A new report by Innovation Observatory, more than $378 billion will be collectively invested in building electricity smart grids by 2030. Sources: Http://Xrl.Us/Bii2sf http://xrl.us/bigqfh

Sunday, March 19, 2006

BPL BONANZA and BLUSTER

by Roger Conrad
Editor, Utility & Income
March 17, 2006


“I don’t know if you own any telecom stocks, but I know this: If you do, I highly suggest you get out now,” blusters the latest promotion of a prominent newsletter editor. His reason: a “breakthrough 120-year-old technology” that “will turn every electrical outlet in the world into a high speed Internet connection.”

Marketing promotions are designed to appeal to greed and fear. And after six years of near-depression--following the spectacular peak in early 2000--widely held telecom companies are particularly easy targets for fear-based promotions.

It’s rarely a good idea to follow investment advice based solely on a promotional letter designed to feed on your emotion. That’s almost certainly the case here, with the outlook for communications companies brighter than it’s been in some time. The surge of private capital chasing communications assets around the world now--with the idea of selling them for a big profit later--underscores the industry’s growing recovery. So does the takeover of BELLSOUTH (NYSE: BLS), whose shares have risen by nearly a third since AT&T (NYSE: T) called a couple months ago.

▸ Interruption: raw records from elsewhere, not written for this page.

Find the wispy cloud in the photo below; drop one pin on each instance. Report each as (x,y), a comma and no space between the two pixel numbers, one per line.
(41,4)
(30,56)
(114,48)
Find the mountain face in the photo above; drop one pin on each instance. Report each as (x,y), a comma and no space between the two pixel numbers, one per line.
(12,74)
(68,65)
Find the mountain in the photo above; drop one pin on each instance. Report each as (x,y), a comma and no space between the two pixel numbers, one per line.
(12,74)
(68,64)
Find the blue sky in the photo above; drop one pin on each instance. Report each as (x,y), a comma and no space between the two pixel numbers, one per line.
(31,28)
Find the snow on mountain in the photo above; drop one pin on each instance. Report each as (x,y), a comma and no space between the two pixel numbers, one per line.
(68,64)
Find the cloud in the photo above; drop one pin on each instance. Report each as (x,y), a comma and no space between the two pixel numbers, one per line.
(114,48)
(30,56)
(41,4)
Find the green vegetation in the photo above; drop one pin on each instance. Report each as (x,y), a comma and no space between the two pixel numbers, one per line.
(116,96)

It would be an equally large mistake, however, to completely ignore the technology in question, Broadband over Power Lines (BPL).

Without getting technical, BPL is basically transmitting data and voice signals over the same lines that currently deliver electricity to homes and businesses. As such, it represents a potential third wire into the home in the communications business, along with telephone and cable television.

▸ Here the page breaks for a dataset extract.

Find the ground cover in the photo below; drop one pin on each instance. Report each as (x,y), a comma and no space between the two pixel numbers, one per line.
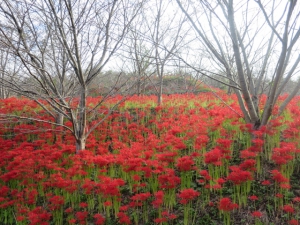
(192,161)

BPL would make power companies’ networks infinitely “smarter,” enabling them to limit wasted energy, better match supply and demand in times of peak usage and ultimately develop a bevy of new services to help customers better monitor their own energy usage. The almost certain result is lower costs, lower rates and fatter profit margins for utilities. That’s in addition to being a potential competitor for a range of communications services in competition with Big Tel and Big Cable.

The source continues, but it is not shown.